There seems to be a belief in England and Wales that the moral duty of voters is now to accept the result of the EU referendum and make the best of it. This in a referendum arrived at by mendacity. That it was so is not just my opinion, for it has been admitted, sometimes cheerfully, by the main leave leaders themselves.
To take only one example, the slogan “Let’s give our NHS the £350 million the EU takes every week” on the leave campaign’s posters, and “We send the EU £350 million a week – let’s fund our NHS instead” emblazoned on their battle bus. The £350 million was a statistic that the independent UK Statistics Authority said early in the campaign was not true. Everybody and their dog knew it wasn’t true.

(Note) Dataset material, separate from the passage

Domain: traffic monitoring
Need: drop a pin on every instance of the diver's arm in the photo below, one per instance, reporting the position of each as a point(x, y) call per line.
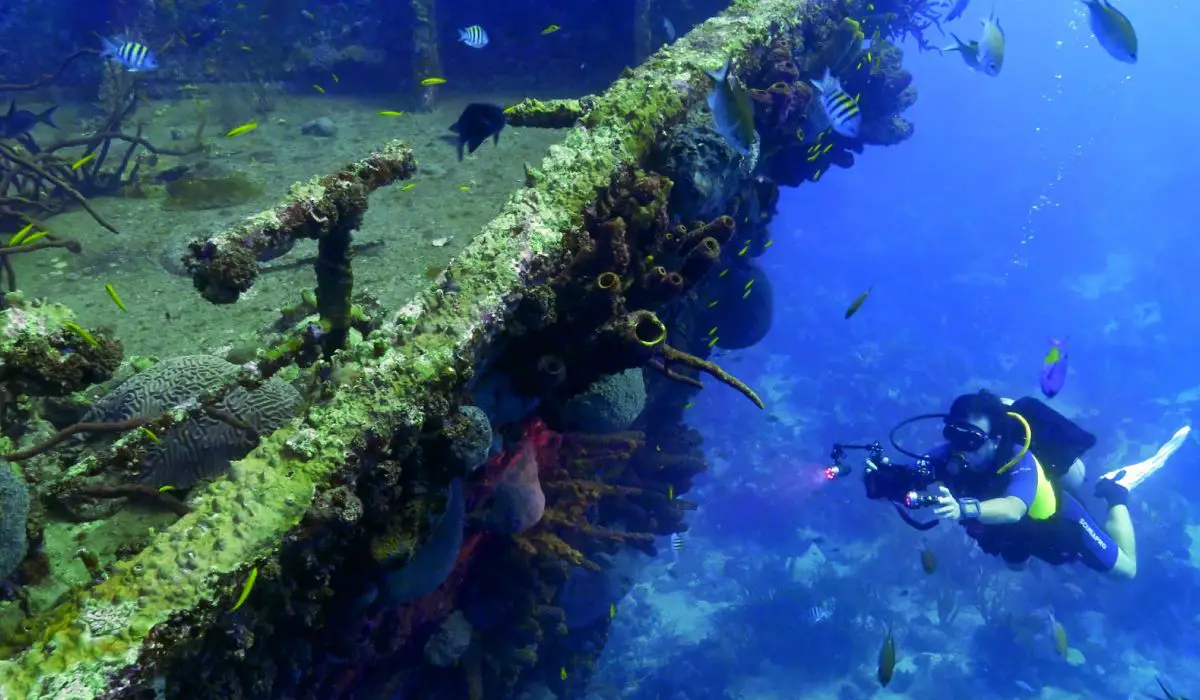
point(1005, 510)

After the result was in, on The Andrew Marr Show on Sunday, June 26th, former minister and leave advocate Iain Duncan Smith called Vote Leave’s £350 million pledge to the NHS an “extrapolation” Not true then.
Asked by ITV’s Good Morning Britain whether he could guarantee that the supposed £350m that was sent to the EU would now go to the NHS, Nigel Farage said: “No. I can’t, I would never have made that claim.’ He stood with it right through the campaign. You can read it if you like in the Telegraph, not exactly a left-leaning, pro-remain paper.
‘£350 million a week extra for the NHS’ only ‘an aspiration,’ said Vote Leave campaigner Chris Grayling on ITVs Good Morning Britain. He had supported it as a fact shortly before. A lie then.
“We can take back the £350 million we give to the EU every week,” Michael Gove said on the BBC Radio 4 programme Today. Afterwards he said, “They weren’t promises, just a series of possibilities.” Lies then.
After the result was in, in an interview with News at Ten presenter Tom Bradby it was suggested to Boris Johnson that the true figure was more like £161m. Johnson said happily that ‘Yes. That’s so. We get part of it back.’ Yes, that figure I touted all over the country was lie.
Is there anybody, anybody, who can deny that voters were knowingly lied to? Lie after lie after lie. Every promise of the leave party was a lie. Every single one.
If you think there is a moral imperative to go with a referendum, a device that has no legal standing in any case, arrived at in this fashion, then we have different ideas about what constitutes a moral imperative. The moral imperative is to deny the triumph of mendacity. The moral imperative is to do what is best for England, Scotland, Wales and Northern Ireland, to do all you can to prevent harm, not facilitate it.
And rolling over with a ‘let’s make up and make the best of it’ attitude is doing just that.